L'unique question en suspens est de déterminer si la région fait front commun maintenant pour réclamer que les 459 hectares retirés du parc national reviennent dans le parc comme le réclame la Coalition SOS Orford. Si oui, cela pose un problème juridique pour le gouvernement qui devrait justifier des mesures d'exception à la Loi sur les parcs pour construire les «chaises de liaison» vers les développements immobiliers d'André L'Espérance et du projet Vertendre.
L'avantage à cet inconvénient, c'est qu'autant les autorités provinciales que locales trouveraient la justification d'agir dans le compromis économique, social et environnemental que même la Coalition SOS Parc Orford devrait défendre publiquement sans quoi elle serait taxée de mauvaise foi compte tenu de ses positions antérieures.
Au lieu d'orchestrer ce rapprochement, le préfet Nicolet préfère jouer à cache-cache: procédons aux aménagements prévus sur des terres publiques sans contraintes légales après quoi nous serons tous d'accord pour remettre les terres dans le parc, laisse-t-il entendre.
Administrativement et légalement, c'est effectivement plus simple, j'en conviens.
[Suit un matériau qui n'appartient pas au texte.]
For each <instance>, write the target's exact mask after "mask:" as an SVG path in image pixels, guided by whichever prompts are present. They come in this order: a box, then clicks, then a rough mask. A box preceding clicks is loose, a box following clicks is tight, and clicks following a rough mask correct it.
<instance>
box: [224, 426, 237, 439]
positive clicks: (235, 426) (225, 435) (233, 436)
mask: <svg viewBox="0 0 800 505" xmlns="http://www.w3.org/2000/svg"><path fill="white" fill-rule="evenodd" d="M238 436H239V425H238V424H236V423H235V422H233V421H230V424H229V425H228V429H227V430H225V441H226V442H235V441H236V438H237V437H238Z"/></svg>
Politiquement, par contre, c'est un autre bourbier. Les groupes d'opposition voient bien le subterfuge et continueront à prétendre qu'il y a manigance et manque de transparence.
La région s'en remet présentement à la ministre Beauchamp et au premier ministre Charest pour prendre les décisions «courageuses», quitte à devoir vivre un autre braquage. Ce chemin sinueux risque de mener à un autre blocage. Disons plutôt les choses telles qu'elles sont. Concrétisons les alliances stratégiques au lieu d'emprunter les détours juridiques.
Ça facilitera la tâche de notre client, le gouvernement.
Ça rendra la démarche crédible aux yeux des autres clients, les Québécois, à qui il faut expliquer clairement que le compromis pour sauver un centre de ski s'étant retrouvé par accident dans un parc n'est pas si cher payé.
Ce sera en même temps le prétexte pour les inviter à la montagne. Dans leur parc. Sans dérive possible.